As Ruth had predicted, the church had agreed to pay for most of the campaign expenses. However, having heard rumors that it was not doing well financially, Maxi had not been expecting such abundant supplies.
She stared at the mounds of firewood and hay in bewilderment before making her way along the confined path to reach the gate, where the stream of wagons was still passing through.
Recognizing her, one of the soldiers cried out, “Greetings, Lady Calypse!”
His face seemed familiar. Maxi surmised that he must be among the soldiers she had treated.
She bobbed her head in greeting before climbing the wooden staircase next to the wall to get a better view of the procession. The top offered a clear view of the columns of soldiers and wagons moving across the field. Maxi watched the scene in numb silence when she heard a familiar voice from below.
Looking down, she saw two small boys with round faces and fleece-like hair sitting on the roof of one of the wagons in line for entry. She recognized them instantly!
“Alec! Dean!” she exclaimed.
The two Umri boys waved their small hands excitedly. Maxi raced down the stairs just as they entered the city.
“W-What are you two doing here?” she had breathlessly, rushing over.
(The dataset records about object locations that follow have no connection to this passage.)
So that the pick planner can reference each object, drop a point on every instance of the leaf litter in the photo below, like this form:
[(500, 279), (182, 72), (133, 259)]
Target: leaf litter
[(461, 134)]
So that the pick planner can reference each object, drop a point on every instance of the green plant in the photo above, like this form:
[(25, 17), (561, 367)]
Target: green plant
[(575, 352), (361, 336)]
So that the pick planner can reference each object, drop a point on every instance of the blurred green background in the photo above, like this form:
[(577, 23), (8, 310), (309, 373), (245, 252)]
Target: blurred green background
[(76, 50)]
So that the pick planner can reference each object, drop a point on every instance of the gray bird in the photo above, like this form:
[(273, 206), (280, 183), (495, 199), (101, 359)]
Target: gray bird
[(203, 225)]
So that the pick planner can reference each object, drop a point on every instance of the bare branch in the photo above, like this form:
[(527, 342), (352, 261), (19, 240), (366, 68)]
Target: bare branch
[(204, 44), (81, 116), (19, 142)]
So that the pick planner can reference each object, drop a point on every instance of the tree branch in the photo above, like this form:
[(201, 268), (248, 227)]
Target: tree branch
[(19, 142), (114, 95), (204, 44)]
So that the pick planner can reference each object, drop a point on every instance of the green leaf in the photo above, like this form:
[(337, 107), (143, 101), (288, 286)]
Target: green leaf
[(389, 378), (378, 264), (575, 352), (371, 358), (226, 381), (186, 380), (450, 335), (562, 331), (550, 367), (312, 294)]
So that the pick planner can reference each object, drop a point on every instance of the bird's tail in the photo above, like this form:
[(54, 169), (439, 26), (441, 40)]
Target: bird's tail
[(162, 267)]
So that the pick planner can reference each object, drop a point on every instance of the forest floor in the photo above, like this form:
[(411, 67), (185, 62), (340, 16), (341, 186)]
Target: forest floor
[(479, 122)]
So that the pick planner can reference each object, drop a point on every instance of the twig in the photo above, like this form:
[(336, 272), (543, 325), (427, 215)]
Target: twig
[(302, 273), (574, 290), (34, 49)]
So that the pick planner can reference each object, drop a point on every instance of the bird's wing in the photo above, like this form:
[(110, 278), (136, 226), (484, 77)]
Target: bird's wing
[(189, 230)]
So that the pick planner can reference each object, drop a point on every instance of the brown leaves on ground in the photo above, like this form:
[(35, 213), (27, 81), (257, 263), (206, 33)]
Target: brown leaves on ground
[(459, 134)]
“The Tower sent us!” one of the twins cried out as he hopped down from the wagon.
Maxi moved aside to make way for the others in line and glanced from one twin to another.
“I-Is it just the two of you?” she asked, feeling both pleased and surprised to see them.
“Of course not. Plenty of us came.”
One of the twins - Alec, Maxi guessed - pointed a plump thumb outside the gate. “Annette should be somewhere back there with Sidina.”
Maxi looked past the gate and through the gap between the lines of wagons. True enough, there were familiar faces among those queuing to enter the city: Anette, bundled in a thick coat, the ever-bright Sidina, a weary-looking Calto, and the other mages of Urd.
“I-Is everyone here…to join the Dragon Campaign?”